Выбрать главу

Женщины поздоровались и обнялись. Хозяйка предложила гостье испить кофейку, благо у них еще есть минут двадцать, та церемонно согласилась, и они вдвоем направились на кухню.

— Семейка Бебене, я тебе скажу, это тоже не подарок: бабушка, Евгения Аристарховна, по кличке Бормотуха, хоть и пенсионерка, и инвалид, а пьет, можно сказать, за троих мужиков; ее дочь, Алла Михайловна, не только пьет, но еще и блудит, мы ее до сих пор не можем направить на лечение от сифилиса; а сын Аллы, Ярослав, которому сейчас шесть лет, вообще нигде не фигурирует после роддома.

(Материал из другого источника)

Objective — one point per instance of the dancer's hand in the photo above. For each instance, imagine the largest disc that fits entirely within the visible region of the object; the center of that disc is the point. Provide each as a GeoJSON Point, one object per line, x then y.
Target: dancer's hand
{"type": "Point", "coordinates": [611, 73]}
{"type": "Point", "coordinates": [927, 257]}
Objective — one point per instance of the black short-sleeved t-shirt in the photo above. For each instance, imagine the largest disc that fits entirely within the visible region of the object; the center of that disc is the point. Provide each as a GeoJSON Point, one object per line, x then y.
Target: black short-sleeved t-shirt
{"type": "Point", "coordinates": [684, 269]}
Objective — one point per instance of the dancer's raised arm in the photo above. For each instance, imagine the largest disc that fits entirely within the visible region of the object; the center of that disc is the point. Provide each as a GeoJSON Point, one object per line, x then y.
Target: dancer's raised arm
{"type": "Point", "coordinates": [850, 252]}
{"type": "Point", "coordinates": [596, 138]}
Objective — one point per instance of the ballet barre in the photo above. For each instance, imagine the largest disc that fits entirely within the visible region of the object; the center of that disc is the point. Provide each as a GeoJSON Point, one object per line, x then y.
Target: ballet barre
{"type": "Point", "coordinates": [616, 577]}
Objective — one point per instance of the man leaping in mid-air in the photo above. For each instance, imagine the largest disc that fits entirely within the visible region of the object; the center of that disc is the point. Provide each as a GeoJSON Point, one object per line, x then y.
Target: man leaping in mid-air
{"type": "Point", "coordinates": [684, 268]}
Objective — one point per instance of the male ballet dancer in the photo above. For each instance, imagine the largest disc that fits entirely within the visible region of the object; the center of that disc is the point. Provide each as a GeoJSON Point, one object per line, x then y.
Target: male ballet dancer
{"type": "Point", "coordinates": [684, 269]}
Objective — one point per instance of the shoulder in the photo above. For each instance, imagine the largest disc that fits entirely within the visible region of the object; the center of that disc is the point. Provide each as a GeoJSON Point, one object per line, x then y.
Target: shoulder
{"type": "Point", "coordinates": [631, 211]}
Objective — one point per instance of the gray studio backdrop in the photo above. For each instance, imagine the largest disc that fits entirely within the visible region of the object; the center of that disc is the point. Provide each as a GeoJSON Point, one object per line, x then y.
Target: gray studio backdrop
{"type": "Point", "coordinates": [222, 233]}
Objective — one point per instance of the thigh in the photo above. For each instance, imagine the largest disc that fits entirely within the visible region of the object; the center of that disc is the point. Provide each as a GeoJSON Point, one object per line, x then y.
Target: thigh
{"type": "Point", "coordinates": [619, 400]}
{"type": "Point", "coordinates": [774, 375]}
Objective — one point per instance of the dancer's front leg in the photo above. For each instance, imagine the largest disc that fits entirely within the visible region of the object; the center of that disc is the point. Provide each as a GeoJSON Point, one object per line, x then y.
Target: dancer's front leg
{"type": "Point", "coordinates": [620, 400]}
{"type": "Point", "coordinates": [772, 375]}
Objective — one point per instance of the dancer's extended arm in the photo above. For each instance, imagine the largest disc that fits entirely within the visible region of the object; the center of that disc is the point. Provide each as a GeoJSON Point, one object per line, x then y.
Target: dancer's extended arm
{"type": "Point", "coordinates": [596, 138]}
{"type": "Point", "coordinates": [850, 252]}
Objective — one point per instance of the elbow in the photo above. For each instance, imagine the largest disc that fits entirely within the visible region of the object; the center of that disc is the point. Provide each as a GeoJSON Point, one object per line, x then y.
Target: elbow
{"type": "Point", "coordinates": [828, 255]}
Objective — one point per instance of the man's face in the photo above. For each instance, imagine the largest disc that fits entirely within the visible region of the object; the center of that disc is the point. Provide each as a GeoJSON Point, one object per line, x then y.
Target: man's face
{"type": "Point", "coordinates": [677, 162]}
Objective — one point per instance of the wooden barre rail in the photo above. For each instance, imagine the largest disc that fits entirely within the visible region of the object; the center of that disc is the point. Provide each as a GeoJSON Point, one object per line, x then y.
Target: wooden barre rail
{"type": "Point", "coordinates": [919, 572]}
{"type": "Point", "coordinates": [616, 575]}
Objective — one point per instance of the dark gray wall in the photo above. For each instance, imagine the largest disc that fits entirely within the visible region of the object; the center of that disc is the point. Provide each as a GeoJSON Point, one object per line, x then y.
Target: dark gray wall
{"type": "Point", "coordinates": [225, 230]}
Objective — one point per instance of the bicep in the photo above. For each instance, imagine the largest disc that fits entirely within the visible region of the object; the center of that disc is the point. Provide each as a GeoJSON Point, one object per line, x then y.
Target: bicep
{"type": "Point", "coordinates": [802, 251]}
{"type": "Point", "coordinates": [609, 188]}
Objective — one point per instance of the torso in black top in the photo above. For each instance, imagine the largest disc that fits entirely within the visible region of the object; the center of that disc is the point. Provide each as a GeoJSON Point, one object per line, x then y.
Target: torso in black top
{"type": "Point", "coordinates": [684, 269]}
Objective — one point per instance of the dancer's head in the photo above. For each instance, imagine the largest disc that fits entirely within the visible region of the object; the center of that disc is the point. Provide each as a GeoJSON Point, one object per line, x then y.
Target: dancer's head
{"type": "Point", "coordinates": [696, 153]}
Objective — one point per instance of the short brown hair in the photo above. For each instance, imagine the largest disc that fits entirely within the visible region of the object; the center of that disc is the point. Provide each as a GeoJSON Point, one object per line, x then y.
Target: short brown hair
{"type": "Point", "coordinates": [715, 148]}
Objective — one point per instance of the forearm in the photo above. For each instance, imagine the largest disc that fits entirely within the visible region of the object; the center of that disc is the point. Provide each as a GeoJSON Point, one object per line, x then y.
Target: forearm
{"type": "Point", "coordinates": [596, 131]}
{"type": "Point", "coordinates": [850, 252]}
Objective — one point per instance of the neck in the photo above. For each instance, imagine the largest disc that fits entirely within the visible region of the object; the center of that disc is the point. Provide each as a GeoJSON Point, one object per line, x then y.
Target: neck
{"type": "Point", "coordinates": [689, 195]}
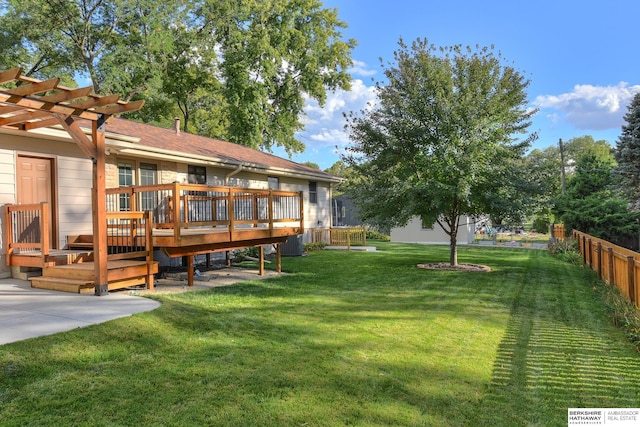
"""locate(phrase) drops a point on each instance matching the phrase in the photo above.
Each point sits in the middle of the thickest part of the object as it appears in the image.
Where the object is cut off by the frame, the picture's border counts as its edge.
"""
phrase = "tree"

Представляешь себе? — выпуклые глаза Ларисы остановились на Ваниных брюках, как оказалось опрометчиво оставленных им вчера на кухне. — То есть мальчик до сих пор нигде не зарегистрирован, как бы мертвая душа, только наоборот: он есть, но тому нет пока что никаких вещественных доказательств ни в жилконторе, ни в поликлинике, ни в РОНО!

— Лара, да чем ты меня сейчас удивишь?! Мне тут вообще одну историю рассказывали: не знаю, может быть, это и выдумка, а может быть, из какого-нибудь учебника, но суть в том, что у одной бабули из-за нелеченого или плохо леченного Льюиса прогнил лоб в районе переносицы, — Софья не сразу угадала направление взгляда инспектора по опеке, а отследив его, постаралась не выдать своего тотчас нахлынувшего волнения, которое наверняка все-таки предательски залило ее лицо красным румянцем, участило дыхание и, конечно, сделало речь прерывистой и несколько поспешной. — Так вот, эта бабуля якобы по утрам затыкала дыру в черепе картофелиной, а на ночь свой овощ вынимала. Веришь?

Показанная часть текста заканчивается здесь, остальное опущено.